In this issue of FRAME, we invite scholars of literary studies and other related fields to engage with the topics of authoritarianism, propaganda, incarceration, revolution, protests, and the blurred line between truth and fiction. Who owns a narrative, and how does this ownership determine the effect a work of literature has? How are narratives preserved for the archive, how does this affect current and future narratives? How do imprisoned artists and intellectuals continue to create while incarcerated, and how do these works make it to a larger audience? How do different critical frameworks read and/or critique authority? Themes and topics related to these questions might include, but are not limited to:

  • Personal narrative VS state narrative (insider vs outsider perspectives) body 

  • How communities experience the same oppressive systems differently

  • Collective memory as resistance

  • The politics of Truth

  • Censorship, production, and distribution

  • Literature as propaganda VS counterpropaganda 

  • Language/Translation as subversion or manipulation

  • Gatekeeping of information and education

  • Book banning/burnings (historical & fictional accounts)

  • Dystopia, its increase of popularity

  • Imagined regimes (in pop culture)

  • The aesthetics of resistance & oppression (e.g. fashion, graphic/street art, etc.)                                                                             

  • Imprisonment and resistance intellectualism

  • Who has the right to move, and to where

  • Representations of authority

The above questions and concerns are only a few of the many themes that could be explored in the upcoming issue. However, we would like to stress that while FRAME encourages interdisciplinary and creative approaches, every submission should show a clear connection to literary studies, as we are a literary journal first and foremost.

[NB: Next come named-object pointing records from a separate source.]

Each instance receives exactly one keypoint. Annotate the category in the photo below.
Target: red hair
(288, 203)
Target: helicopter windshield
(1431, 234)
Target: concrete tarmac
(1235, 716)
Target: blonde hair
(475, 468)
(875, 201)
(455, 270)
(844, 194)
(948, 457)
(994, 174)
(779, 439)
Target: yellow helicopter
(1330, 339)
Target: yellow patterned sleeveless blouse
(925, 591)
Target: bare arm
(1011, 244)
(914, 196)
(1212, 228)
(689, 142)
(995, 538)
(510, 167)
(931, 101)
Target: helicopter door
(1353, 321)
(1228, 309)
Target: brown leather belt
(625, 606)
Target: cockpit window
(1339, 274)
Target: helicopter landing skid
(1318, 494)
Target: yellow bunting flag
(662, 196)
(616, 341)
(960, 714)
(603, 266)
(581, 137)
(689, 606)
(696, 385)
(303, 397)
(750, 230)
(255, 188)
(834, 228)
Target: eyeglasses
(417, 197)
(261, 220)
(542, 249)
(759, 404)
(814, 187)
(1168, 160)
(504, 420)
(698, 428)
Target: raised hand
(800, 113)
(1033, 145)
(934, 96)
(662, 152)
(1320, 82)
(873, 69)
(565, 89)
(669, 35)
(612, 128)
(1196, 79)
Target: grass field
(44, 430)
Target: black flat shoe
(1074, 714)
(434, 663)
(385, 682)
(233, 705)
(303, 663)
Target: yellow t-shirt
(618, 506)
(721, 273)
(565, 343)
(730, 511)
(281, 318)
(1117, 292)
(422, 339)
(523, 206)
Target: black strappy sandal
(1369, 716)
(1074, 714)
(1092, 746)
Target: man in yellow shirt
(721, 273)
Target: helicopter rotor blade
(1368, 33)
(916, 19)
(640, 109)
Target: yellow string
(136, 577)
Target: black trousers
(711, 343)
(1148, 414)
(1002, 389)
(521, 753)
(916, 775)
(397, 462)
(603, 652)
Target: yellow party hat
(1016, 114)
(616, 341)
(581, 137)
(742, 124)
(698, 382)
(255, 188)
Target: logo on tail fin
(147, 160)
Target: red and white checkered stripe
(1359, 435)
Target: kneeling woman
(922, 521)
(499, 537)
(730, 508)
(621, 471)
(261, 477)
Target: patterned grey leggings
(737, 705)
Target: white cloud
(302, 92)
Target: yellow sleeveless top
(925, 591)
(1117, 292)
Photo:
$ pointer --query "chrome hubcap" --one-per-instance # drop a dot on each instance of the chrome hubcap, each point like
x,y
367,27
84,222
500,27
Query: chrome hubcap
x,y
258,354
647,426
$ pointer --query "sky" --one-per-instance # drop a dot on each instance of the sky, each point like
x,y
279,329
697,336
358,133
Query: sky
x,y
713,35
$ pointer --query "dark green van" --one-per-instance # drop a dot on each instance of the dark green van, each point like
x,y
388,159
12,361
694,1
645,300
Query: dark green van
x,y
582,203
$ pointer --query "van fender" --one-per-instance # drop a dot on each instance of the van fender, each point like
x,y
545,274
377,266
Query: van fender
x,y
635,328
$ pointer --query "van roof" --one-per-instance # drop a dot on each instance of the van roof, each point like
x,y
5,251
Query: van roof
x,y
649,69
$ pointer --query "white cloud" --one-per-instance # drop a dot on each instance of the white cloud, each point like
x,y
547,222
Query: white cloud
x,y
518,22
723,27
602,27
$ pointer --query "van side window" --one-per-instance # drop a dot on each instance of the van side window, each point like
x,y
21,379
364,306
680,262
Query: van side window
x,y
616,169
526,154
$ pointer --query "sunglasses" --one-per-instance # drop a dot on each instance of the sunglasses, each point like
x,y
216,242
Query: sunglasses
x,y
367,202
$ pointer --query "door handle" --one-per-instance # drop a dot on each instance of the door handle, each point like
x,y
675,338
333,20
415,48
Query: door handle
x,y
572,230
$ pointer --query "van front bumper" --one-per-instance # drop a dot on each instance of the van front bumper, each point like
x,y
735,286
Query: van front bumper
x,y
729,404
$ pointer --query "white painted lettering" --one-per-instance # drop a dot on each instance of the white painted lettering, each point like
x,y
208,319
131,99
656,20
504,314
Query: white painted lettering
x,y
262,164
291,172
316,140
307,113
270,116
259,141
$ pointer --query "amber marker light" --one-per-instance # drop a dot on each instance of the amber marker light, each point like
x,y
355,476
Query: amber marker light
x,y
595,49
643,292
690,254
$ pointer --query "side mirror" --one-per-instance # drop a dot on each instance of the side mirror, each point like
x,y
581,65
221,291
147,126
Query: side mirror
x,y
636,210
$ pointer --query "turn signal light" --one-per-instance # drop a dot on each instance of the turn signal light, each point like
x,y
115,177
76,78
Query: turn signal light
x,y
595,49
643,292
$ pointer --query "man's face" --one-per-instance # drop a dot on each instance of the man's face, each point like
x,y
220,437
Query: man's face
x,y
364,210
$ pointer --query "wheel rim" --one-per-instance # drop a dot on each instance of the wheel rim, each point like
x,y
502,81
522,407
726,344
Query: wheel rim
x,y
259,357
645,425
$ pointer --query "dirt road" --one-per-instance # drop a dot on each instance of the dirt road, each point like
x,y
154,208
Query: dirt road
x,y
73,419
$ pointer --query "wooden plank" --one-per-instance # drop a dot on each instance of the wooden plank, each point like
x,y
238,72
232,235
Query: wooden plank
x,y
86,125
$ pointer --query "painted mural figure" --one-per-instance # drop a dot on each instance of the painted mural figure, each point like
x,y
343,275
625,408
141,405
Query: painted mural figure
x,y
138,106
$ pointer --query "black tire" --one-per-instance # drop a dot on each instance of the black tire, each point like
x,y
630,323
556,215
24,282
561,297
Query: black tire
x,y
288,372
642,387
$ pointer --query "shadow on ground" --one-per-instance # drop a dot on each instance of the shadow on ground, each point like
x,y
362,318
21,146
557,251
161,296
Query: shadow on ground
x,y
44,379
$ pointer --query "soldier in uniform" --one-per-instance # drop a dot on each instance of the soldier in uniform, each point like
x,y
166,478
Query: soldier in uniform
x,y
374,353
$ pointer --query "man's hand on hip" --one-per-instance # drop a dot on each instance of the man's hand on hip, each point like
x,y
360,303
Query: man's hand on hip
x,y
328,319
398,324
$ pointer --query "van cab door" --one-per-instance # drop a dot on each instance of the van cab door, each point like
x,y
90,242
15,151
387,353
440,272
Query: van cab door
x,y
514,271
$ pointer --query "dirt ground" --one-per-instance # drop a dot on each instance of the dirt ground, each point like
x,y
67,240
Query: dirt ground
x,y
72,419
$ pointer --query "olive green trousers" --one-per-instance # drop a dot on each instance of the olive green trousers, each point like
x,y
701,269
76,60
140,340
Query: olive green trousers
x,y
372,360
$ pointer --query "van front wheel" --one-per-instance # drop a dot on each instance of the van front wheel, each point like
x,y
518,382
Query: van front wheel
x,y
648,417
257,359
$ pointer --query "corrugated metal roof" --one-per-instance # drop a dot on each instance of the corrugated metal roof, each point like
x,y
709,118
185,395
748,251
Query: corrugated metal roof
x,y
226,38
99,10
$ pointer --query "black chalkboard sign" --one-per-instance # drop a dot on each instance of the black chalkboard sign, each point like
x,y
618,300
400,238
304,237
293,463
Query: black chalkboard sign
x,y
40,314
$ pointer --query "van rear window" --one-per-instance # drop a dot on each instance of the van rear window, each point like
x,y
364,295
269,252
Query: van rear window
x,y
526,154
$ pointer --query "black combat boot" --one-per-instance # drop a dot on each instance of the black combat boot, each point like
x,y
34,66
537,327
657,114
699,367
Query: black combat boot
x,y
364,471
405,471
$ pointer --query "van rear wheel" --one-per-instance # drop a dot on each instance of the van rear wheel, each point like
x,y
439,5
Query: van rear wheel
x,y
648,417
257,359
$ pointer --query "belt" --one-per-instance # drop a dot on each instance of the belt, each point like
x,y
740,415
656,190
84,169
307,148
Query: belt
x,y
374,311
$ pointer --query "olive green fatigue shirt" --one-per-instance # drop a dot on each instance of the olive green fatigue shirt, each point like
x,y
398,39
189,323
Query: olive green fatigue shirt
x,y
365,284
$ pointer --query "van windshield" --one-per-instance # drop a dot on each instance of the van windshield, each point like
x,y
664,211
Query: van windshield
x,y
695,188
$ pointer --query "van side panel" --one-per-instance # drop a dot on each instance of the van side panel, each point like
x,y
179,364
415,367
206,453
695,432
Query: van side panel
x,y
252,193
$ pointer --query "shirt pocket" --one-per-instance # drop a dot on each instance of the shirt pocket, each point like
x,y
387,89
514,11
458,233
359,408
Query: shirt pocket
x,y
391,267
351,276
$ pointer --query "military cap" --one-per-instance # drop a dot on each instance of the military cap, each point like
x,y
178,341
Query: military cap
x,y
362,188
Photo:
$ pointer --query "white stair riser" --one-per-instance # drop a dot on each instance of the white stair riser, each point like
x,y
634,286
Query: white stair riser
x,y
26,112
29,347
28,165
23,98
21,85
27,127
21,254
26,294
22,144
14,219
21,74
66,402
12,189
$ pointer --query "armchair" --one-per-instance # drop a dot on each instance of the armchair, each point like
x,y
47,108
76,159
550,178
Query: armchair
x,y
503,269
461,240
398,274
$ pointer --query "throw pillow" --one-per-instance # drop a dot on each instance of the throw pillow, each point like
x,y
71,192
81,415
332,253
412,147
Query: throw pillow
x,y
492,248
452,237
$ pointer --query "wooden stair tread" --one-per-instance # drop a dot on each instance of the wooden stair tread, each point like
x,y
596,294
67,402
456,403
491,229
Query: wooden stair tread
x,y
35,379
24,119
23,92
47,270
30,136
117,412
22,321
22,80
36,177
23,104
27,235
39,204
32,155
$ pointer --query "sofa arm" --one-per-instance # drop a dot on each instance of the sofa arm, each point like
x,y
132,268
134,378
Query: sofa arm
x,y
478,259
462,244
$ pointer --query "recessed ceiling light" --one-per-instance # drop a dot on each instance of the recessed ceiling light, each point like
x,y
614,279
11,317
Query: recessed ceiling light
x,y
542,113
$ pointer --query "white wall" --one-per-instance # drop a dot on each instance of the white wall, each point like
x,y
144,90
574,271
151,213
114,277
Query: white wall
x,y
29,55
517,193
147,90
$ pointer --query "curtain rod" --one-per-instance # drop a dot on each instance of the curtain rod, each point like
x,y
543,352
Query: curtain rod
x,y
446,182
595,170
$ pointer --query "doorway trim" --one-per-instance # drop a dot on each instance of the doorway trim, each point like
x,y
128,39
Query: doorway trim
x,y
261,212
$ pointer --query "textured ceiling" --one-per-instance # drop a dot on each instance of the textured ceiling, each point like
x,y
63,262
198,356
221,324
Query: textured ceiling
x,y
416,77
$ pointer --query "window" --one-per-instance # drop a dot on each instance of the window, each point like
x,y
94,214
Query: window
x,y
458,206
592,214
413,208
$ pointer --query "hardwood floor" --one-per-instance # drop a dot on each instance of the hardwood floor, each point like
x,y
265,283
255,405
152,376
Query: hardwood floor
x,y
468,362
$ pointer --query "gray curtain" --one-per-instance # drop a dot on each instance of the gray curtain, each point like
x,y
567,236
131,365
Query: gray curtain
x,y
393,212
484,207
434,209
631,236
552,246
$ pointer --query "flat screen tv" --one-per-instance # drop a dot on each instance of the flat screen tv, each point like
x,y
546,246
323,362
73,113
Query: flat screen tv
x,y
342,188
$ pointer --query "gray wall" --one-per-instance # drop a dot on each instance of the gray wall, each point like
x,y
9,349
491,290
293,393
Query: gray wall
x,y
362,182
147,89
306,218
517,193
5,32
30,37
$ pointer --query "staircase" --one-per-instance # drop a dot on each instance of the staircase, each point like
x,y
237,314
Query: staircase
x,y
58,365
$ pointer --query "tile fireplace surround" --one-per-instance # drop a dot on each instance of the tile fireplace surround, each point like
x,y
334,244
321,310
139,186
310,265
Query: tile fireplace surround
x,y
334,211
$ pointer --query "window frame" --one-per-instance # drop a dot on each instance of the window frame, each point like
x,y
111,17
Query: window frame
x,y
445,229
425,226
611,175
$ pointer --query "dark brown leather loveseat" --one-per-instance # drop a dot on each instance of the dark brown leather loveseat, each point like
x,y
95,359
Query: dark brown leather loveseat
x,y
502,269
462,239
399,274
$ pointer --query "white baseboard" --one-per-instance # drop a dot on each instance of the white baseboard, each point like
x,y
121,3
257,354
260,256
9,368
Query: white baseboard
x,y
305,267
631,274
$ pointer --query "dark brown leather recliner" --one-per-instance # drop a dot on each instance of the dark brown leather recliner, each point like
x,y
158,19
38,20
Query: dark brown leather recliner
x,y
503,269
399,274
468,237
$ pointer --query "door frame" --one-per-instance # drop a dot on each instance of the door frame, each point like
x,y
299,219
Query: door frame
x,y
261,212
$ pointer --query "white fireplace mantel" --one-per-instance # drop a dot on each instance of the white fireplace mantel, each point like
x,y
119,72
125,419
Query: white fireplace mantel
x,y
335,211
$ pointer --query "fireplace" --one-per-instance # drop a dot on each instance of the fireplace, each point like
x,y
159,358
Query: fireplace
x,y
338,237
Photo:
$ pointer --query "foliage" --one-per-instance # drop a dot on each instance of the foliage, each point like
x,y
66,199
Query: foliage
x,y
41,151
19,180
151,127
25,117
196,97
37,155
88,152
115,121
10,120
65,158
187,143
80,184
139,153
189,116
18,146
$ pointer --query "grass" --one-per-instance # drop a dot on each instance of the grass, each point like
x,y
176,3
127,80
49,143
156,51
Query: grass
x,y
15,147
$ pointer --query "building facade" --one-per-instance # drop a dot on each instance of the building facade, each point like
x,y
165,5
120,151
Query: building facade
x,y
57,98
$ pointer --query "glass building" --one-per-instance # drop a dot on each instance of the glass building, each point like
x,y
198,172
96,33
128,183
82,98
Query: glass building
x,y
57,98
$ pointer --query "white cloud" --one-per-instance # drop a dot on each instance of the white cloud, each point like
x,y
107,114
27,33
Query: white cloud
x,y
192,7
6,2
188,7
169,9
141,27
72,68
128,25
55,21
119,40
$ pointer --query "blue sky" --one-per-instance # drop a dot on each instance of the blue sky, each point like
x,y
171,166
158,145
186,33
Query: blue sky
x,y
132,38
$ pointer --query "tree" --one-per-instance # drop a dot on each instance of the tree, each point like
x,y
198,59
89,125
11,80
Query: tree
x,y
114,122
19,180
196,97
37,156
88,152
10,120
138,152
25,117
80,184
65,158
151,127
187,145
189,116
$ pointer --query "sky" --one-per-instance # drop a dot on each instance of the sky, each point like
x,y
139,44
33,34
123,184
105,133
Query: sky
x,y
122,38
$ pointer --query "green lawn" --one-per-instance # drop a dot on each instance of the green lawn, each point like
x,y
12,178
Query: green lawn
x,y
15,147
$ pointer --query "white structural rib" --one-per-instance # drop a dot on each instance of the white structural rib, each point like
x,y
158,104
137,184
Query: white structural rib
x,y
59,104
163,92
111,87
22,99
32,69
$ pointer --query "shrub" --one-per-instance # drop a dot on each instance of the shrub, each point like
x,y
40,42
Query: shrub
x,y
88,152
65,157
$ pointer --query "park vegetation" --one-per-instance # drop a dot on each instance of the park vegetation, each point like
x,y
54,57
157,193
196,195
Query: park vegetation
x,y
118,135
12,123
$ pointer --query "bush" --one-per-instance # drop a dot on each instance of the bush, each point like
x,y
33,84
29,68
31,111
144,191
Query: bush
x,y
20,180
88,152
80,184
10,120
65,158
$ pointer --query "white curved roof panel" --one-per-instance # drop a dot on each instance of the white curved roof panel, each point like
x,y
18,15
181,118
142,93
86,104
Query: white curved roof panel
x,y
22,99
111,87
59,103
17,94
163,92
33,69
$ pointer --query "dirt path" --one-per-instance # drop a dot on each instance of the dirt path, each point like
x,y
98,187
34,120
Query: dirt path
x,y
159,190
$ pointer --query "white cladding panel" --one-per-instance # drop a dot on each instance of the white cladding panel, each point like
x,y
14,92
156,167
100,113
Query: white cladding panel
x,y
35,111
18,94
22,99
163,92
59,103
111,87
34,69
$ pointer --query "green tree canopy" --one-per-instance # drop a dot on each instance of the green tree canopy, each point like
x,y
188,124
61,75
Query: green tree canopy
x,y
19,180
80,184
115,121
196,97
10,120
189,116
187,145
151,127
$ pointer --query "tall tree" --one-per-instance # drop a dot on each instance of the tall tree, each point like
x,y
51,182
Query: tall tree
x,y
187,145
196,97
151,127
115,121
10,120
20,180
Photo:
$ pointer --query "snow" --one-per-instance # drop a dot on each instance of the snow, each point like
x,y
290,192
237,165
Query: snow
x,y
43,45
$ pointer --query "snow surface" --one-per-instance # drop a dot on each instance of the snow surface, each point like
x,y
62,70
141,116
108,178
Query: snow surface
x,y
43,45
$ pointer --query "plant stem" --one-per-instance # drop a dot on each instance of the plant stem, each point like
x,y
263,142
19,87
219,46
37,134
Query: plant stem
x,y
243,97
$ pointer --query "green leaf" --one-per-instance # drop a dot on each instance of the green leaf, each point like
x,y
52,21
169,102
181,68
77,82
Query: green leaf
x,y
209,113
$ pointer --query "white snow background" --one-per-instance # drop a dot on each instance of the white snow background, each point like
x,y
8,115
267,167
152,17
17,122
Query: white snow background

If you are interested in writing for FRAME, please submit a brief abstract of max. 300 words, accompanied by a structured outline by 5 September 2025. Proposals should include a thesis statement, general structure, and a preliminary reflection on the argument’s theoretical framework. On the basis of all proposals, contributors whose proposals are accepted will be notified by 12 September 2025, and asked to submit a draft version of the paper by 31 October 2025. Be mindful that we hold the right to reject draft versions to ensure consistency and coherence across all contributions to the issue.